Fri | Jul 30, 2021
ADVISORY COLUMN: PERSONAL FINANCIAL ADVISER

Oran Hall | Life insurance an important element of personal financial planning

Published:Sunday | June 13, 2021 | 12:08 AM

If we see personal financial planning as the process of planning to achieve our goals in the various stages of our lives and how to negotiate the barriers that inevitably arise in the course of pursuing those goals, it is clear that risk management must be a key element of it.

Insurance is a major risk management tool, and although there are several types of insurance, we will focus on life insurance, of which there are several types.

Term insurance is often described as temporary insurance purchased for a specific length of time. The insurance company pays a death benefit to the beneficiary if the insured dies as long as the policy is in force, meaning that all premiums have been paid. Premiums are generally low, and there are several kinds of term insurance policies.

Term policies offer coverage only and thus have no cash value or investment value. Because they are for a set term, if the policy is renewed or extended when the term of the policy is arrived at, the premium is increased because of the higher age of the insured person.

Whole life insurance is intended to be in force for the whole of the insured’s life. The traditional ones guarantee a death benefit and cash value. There are times when the cash value is determined on the basis of a formula linked to the yield of a financial instrument to make it more competitive.

Because the policy is permanent, it ensures future insurability, and premiums are fixed for the life of the policy. The death benefit is guaranteed, but benefits in excess of the sum assured may be paid where there is a provision for the investment value of the policy to be added to the sum assured.

This is relatively expensive insurance, however, and cash values may only be accessed by surrendering the policy or borrowing against them.

A universal life policy is a permanent contract. Premiums are divided into two basic portions: one covers the mortality or death benefit and the other goes into an investment fund.

The mortality portion, in practice, functions as a renewable term policy so that that portion of the premium increases with the age of the insured even though the total premium remains unchanged. If the premium is not able to cover the mortality charge, the shortfall is taken from the investment portion of the policy.

Future insurability is assured because the universal life policy is permanent insurance. Premiums tend to be lower than for other forms of permanent insurance. Lump deposits may be made to the investment fund, and death benefits and premiums may be increased or reduced.

Investment units may be surrendered for cash at current unit values. Although this is useful for providing short-term liquidity, it generally erodes the long-term investment value and thus the death benefit of the policy.

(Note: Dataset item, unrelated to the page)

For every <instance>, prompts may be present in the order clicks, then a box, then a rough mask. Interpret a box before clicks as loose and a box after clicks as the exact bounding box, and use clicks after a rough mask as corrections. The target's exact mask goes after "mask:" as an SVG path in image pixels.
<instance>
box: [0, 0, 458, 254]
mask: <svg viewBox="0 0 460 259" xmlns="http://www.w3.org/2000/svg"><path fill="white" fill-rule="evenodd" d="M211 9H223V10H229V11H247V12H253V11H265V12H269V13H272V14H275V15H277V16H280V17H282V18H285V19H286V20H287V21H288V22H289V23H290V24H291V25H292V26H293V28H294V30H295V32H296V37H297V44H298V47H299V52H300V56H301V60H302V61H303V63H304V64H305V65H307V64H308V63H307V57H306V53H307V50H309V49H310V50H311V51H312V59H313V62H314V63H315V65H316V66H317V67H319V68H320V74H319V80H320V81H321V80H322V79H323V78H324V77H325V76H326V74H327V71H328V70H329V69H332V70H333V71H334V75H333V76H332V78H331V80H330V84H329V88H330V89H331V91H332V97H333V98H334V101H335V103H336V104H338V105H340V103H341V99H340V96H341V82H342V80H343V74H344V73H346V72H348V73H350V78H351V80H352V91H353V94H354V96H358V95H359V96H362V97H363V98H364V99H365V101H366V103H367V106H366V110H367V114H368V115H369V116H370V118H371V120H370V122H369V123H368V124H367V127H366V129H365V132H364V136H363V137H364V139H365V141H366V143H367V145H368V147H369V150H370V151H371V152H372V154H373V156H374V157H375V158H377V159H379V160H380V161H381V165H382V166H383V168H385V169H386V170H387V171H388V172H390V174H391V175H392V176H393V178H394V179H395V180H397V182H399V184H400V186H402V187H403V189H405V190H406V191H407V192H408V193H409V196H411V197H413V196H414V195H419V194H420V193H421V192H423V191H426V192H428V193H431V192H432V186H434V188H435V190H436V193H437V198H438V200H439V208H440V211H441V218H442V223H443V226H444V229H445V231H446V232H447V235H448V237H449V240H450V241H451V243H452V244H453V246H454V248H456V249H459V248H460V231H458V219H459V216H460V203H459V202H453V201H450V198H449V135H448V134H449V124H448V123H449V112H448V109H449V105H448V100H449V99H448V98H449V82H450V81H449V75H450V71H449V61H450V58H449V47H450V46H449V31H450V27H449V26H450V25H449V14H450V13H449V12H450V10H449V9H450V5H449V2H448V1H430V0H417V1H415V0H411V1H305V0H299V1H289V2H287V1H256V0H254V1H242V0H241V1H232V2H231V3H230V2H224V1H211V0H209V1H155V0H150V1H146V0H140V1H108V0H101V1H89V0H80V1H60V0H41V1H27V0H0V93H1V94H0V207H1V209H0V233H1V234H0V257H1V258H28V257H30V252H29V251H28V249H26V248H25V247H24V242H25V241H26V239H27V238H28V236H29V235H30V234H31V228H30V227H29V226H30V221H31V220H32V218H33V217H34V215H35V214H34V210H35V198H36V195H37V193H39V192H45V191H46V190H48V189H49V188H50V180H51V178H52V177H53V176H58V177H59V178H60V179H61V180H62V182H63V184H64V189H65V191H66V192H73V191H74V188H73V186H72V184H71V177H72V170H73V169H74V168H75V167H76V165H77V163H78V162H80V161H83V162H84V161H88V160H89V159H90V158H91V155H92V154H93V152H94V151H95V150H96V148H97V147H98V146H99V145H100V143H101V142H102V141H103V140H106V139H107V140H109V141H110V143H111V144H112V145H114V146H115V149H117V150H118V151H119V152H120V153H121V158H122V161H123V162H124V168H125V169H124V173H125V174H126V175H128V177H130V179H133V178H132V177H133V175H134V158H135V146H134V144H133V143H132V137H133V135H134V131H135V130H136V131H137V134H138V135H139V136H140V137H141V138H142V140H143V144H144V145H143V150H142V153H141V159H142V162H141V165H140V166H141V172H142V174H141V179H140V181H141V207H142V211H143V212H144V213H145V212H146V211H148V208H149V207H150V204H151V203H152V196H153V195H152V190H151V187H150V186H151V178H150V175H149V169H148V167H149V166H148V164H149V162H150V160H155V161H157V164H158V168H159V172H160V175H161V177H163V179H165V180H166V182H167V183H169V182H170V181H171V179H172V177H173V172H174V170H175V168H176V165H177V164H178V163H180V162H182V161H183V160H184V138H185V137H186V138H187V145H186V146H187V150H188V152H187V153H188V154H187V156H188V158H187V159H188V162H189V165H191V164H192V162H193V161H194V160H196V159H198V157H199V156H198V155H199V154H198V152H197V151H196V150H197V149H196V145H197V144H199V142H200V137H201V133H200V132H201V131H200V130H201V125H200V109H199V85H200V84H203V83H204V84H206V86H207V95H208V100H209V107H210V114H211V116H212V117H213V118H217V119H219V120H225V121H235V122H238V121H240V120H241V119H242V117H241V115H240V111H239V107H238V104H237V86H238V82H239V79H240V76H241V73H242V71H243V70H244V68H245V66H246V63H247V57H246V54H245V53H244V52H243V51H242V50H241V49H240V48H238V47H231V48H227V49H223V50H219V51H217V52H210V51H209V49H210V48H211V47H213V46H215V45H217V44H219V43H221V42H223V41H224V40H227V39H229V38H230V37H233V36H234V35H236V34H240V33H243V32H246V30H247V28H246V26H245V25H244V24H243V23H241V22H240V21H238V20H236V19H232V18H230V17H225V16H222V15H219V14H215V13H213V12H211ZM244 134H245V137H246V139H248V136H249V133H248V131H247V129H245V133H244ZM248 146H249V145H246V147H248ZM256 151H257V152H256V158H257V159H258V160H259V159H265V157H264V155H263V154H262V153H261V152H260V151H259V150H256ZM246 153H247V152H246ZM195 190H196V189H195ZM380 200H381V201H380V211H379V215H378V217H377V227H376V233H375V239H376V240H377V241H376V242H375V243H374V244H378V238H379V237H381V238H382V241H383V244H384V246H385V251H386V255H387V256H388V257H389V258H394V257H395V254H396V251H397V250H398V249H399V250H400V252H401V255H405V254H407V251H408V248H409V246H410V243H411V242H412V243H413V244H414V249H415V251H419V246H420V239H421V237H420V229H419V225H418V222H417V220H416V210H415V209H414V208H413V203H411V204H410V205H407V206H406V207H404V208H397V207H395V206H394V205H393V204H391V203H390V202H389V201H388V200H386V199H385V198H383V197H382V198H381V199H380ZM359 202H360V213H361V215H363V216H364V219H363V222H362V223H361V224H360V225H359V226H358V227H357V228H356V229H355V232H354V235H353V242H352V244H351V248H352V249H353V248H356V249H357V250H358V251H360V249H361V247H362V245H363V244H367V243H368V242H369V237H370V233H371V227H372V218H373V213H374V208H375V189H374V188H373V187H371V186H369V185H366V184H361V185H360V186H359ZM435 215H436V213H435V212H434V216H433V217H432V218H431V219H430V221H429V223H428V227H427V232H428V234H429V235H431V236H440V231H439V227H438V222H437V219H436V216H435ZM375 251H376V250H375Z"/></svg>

A major downside of such policies is that fluctuations in the cost of pure insurance and administration may seriously impair the growth of the investment fund.

Life insurance is beneficial in that it creates an immediate estate. Claims are payable on an insurance policy even if the insured dies a short time after the policy comes into force. In cases in which estate is designated as the beneficiary, individuals named in the will as beneficiaries receive their payment upon the completion of the process of probate. To avoid complications, the insured should make a will if estate has been designated as the beneficiary.

Proceeds from a life insurance policy are paid quickest when there is a named beneficiary. The liquidity that this provides can facilitate the prompt settlement of the estate of the deceased considering that certain expenses are incurred in the settling of the estate.

Insurance proceeds also allow people who used to be dependants of the deceased to continue their lives as the proceeds serve as a replacement of the income of the insured. Thus, the living expenses of the family can continue to be met and the education of children, for example, can continue uninterrupted.

Life insurance is also a good tax-planning tool as death benefits and the cash values and investment values generated are not subject to tax, and, if the business of the deceased is properly organised, funds should be available to cover expenses such as funeral expenses, mortgages and other debts.

Life insurance is a reliable means for a family to realise its goals when the main bread winner dies, more so prematurely, as it can provide a lump sum to meet its needs – if the coverage is adequate. It may also provide funds to meet any financial obligations left by the deceased, thereby leaving a larger estate for the beneficiaries.